Peak Oil?

At ASPO’s recent conference in Berlin, companies such as BP and Exxon and men such as Fatih Birol, chief economist of the International Energy Agency, began to talk to the proponents of the peak oil theory.

Whilst they may not agree with Dr Campbell’s theories, their attendance highlighted ASPO’s emerging importance in the oil debate.

In public, Mr Birol denied that supply would not be able to meet rising demand, especially from the buoyant economies in the USA, China and India.

But after his speech he seemed to change his tune.

For the time being there is no spare capacity. But we expect demand to increase by the fourth quarter (of the year) by three million barrels a day.

He pinned his hopes for an increase in production squarely on troubled Saudi Arabia.

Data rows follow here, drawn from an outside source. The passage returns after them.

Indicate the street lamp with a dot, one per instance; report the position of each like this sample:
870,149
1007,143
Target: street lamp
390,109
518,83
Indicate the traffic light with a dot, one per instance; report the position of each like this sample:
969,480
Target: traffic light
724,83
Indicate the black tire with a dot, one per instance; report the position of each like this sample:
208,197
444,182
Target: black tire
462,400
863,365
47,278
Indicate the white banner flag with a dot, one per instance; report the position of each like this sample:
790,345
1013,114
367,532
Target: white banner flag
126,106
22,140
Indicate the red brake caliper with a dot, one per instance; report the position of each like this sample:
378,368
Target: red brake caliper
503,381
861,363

If Saudi does not increase supply by 3 million barrels a day by the end of the year we will face, how can I say this, it will be very difficult. We will have difficult times. They must invest.

But even Mr Birol admitted that Saudi production was about flat.

Three million extra barrels a day would mean a huge 30% leap in output in just a few months.

When BBC News Online followed up by asking if this giant increase in production was actually possible rather than simply a desire he refused to answer. You are from the press? This is not for you. This is not for the press.

Asking other delegates—admittedly supporters of the peak oil theory—whether such a steep increase was feasible, the answers were unambiguous: absolutely out of the question, completely impossible, and 3 million barrels—never, not even 300,000.

One delegate laughed so hard he had to support himself on a table.

Some recent figures tend to back up ASPO’s outlook.

North Sea production is declining at an increasing rate, having peaked in 1999.

Not at the predicted flat rate of decline of 7%, but gradually accelerating from 7% to 8.5% to 11%.

And the number of major new oil fields discovered around the world fell to zero for the first time in 2003, despite an obvious increase in technological expertise.

BBC

The Guardian takes up the story today:

The world’s problem is as follows. We now consume six barrels of oil for every new barrel we discover. Major oil finds (of over 500m barrels) peaked in 1964. In 2000, there were 13 such discoveries, in 2001 six, in 2002 two and in 2003 none. Three major new projects will come onstream in 2007 and three in 2008. For the following years, none have yet been scheduled.